Super Smash Bros. Ultimate is going to be the biggest Smash game yet. With every character who’s ever been playable in the last four Smash games plus a handful of other new (and yet-to-be-revealed characters), over 100 stages, and tons of new items and trophies, Ultimate is looking like a monstrous entry in one of the most beloved fighting game series of all time.

Super Smash Bros. games are not just great fighting games. No, they are some of the best, most fun multiplayer games ever made with their approachable mechanics and colorful roster of familiar (and sometimes unfamiliar) characters. 

From what we’ve seen and been able to play, Super Smash Bros. Ultimate is no exception. With updated visuals and a feel that hews closer to Melee (the best in the series to date), Ultimate may stand as the strongest entry since the 2001 GameCube version of the game captured so many millions of hearts. 


Red Dead Redemption 2 is a sequel that’s almost a decade in the making. How can it possibly live up to the hype?

The fact that it’s a Rockstar Games creation help. The studio that Grand Theft Auto built is delving back into its Wild West setting to deliver a prequel story about the gang that original RDR star John Marston once called home. 

But the real rockstar here may have nothing to do with the story. In 2018, five years after it was first released, Grand Theft Auto V is still a presence in monthly video game sales charts. That’s thanks entirely to the game’s inventive approach to online play. The question we have now is, how will Red Dead 2 take those ideas further?

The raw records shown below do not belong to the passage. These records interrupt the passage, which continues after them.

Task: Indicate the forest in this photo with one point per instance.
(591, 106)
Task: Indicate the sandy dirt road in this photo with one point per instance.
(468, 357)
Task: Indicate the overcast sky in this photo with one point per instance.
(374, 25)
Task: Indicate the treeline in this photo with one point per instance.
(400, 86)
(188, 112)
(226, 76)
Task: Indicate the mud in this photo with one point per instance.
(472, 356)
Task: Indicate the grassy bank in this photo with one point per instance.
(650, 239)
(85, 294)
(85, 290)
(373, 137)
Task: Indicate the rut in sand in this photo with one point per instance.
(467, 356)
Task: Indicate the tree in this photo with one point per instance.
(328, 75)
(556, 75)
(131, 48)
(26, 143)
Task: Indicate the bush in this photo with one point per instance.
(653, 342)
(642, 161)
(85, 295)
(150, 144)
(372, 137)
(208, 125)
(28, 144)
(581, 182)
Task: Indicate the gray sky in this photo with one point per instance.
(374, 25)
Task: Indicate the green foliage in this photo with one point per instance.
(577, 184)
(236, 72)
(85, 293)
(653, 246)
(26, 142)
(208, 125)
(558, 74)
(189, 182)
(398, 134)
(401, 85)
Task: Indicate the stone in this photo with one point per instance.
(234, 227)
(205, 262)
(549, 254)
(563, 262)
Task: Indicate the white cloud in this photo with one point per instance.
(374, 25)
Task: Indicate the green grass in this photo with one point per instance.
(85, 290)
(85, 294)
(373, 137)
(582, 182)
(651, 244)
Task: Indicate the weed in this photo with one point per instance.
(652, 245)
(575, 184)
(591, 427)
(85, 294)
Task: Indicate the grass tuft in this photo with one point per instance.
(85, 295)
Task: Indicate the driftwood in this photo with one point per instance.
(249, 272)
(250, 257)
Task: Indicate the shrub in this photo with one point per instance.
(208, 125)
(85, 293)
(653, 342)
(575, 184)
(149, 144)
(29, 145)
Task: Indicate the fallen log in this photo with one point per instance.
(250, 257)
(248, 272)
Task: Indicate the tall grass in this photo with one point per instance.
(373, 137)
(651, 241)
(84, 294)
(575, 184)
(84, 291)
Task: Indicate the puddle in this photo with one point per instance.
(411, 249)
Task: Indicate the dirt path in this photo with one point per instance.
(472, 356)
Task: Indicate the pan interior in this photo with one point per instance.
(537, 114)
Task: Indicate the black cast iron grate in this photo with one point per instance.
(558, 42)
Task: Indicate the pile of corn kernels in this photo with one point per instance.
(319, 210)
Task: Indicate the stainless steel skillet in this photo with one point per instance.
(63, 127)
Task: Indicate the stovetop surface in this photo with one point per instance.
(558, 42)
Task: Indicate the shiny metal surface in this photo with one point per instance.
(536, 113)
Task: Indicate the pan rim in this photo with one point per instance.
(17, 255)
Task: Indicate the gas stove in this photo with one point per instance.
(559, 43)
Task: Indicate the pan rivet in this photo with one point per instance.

With so many upcoming holiday games injecting new, fresh ideas into the medium, it seemed wrong to highlight older titles getting a re-release in our list. But there are still some great ones incoming, so take note.

The Spyro Reignited Trilogy gathers together the first three games in the Spyro series, which follows the exploits of the titular purple dragon with Super Mario 64-style platforming gameplay. And from what we’ve seen, this ground-up remake is beautiful

Over on Nintendo’s aging-but-still-kicking handheld 3DS, the GameCube classic Luigi’s Mansion is making its portable debut. Imagine Ghostbusters, but the one doing the busting is Nintendo’s green-clad Mario Bro armed with a vacuum cleaner that sucks up spirits. It’s like no Mario game you’ve played before, and that’s a good thing in this case.

Nintendo Switch owners also have an exciting re-release to get hype about: Civilization VI. The latest entry in the Sid Meier-created strategy series is unexpectedly coming to Nintendo’s hybrid console. It’s not quite the full version; the Rise and Fall expansion, released for PC back in February, is a no-show. But some Civ is better than no Civ at all, and even vanilla Civ VI improves on the series formula in sharp ways.

That’s not all for Nintendo. Pokémon is reviving the original Kanto region in Pokémon: Let’s Go, Evee! and Pikachu! for the Switch with a fresh coat of paint and some new mechanics, like an actual Poké Ball Plus accessory that players use to catch Pokémon.